On the face of it, it would be easy to dismiss Mayonnaise as a low-rent Gorillaz. Crispin Hunt is the voice here, instead of Blur’s Damon Albarn—Hunt used to be the frontman for the Longpigs, a mostly overlooked British group who arrived too late to the Britpop party before imploding in 2000. They never did accomplish anything in the United States. In place of Dan the Automator we have Howie B, the renowned Scottish producer whose career has managed to stay unerringly below the radar.
But despite the critic’s natural tendency to dismiss everything new based on passing resemblances to past acquaintances, I will refrain from making the obvious comparison. The Gorillaz were hardly the first act to make a go of the pop / electronic hybrid crossover supergroup action—they were just the first to make a massive international success of it. People have been making albums like this at least as far back as Public Image Ltd.—which is not to say that this sounds anything like PiL, just that these types of eclectic projects are borne from similar impulses.

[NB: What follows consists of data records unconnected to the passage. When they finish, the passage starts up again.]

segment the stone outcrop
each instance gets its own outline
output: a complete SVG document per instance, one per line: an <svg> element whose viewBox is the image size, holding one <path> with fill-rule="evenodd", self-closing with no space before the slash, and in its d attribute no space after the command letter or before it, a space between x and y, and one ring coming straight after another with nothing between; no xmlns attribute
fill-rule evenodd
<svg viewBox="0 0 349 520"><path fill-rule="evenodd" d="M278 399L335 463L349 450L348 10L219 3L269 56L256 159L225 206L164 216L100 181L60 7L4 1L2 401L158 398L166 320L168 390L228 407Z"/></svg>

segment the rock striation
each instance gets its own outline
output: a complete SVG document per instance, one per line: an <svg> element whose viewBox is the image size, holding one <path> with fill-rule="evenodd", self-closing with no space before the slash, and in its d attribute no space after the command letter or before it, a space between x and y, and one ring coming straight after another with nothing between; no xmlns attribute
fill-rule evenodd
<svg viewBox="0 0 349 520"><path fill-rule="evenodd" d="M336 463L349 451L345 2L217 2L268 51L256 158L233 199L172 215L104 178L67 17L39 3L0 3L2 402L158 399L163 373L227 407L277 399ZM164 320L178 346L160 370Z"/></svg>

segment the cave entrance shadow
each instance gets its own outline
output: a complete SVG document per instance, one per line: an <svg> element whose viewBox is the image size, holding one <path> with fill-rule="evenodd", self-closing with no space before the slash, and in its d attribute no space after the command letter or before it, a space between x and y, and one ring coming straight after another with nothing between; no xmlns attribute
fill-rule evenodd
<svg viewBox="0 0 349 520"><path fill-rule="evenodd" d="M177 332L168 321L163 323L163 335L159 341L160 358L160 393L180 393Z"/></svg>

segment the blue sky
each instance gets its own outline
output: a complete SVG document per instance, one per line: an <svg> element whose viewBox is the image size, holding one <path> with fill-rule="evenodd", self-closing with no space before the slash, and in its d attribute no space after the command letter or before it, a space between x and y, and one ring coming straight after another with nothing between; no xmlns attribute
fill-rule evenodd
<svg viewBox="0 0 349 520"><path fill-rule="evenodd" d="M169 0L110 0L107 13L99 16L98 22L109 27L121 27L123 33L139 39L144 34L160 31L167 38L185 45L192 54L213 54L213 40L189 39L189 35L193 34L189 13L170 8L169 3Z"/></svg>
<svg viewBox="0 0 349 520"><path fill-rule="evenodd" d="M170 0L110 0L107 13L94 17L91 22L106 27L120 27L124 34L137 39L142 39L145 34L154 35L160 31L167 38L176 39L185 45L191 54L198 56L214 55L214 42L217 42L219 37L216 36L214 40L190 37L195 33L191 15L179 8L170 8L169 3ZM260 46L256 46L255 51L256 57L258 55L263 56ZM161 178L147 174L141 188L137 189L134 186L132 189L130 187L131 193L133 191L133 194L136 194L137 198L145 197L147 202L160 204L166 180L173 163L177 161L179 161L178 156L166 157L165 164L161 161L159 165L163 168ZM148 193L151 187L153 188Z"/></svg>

Which is all a fancy way of saying that Mayonnaise is a devilishly tricky album on which to get a bead. I’ve listened to it more than a few times now, and I have to say it is a uniquely interesting experience. Now, does “interesting” translate into “good”? That is a question to which I do not have an answer.
The album’s main preoccupation would seem to be the concept of layered textures. Hunt’s voice has been purposefully placed apart from the main thrust of the arrangements. You have beats and synth lines and samples coming together to form strangely unnerving rhythmical patterns, and Hunt’s voice floating above the proceedings like a distant echo. The predominant emotion is melancholy regret, and the insistent disconnect between Hunt’s voice and the rhythmical framework certainly contributes to the feeling of incipient sadness.
This album seems custom-made for late night bull sessions, waiting for the sun to come up over a frigid winter landscape. It seems oddly ragged, like a half-finished thought left hanging in conversation. The first track, “Death Defying”, sets the tone for the rest of the album with a tuneful vocal set over a crisp electro breakbeat. It almost reminds me of something you might expect to hear imported from a Nordic country—its got the same kind of frigid intricacy that artists like Royksopp, Frost and Ralph Myerz have made their stock in trade. “To My Head” is the most obviously “Britpop” track here, sounding very much like a lost B-side from one of Ian Brown’s post-Stone Roses projects or even a particularly grungy remix of a Robbie Williams single.
The rest of the album, however, is nowhere near as demonstrative. “Blueberry” is a strange little ballad built atop a series of fuzzy synth echoes. “Time” is an extremely reserved instrumental that could have just as easily been released on an Information Society album circa 1988. The album picks up a bit with “Falling Star”, which places a muted hard house beat under Hunt’s lackadaisical romantic lullaby. As with many things on this album, the dichotomy creates an oddly disassociating effect, like listening to two different songs by two different artists. The contrast creates thematic friction.
I still can’t really say if Mayonnaise is a bad album or a good album. Sometimes that kind of ambivalence is an obvious cue that the album in question just isn’t very good: but regardless of my confusion, the album remains rather interesting, albeit in a uniquely depressing manner. I don’t know if I’d want to listen to it very often—because its more than a little bit glum—but it is an interesting experiment that yields odd dividends.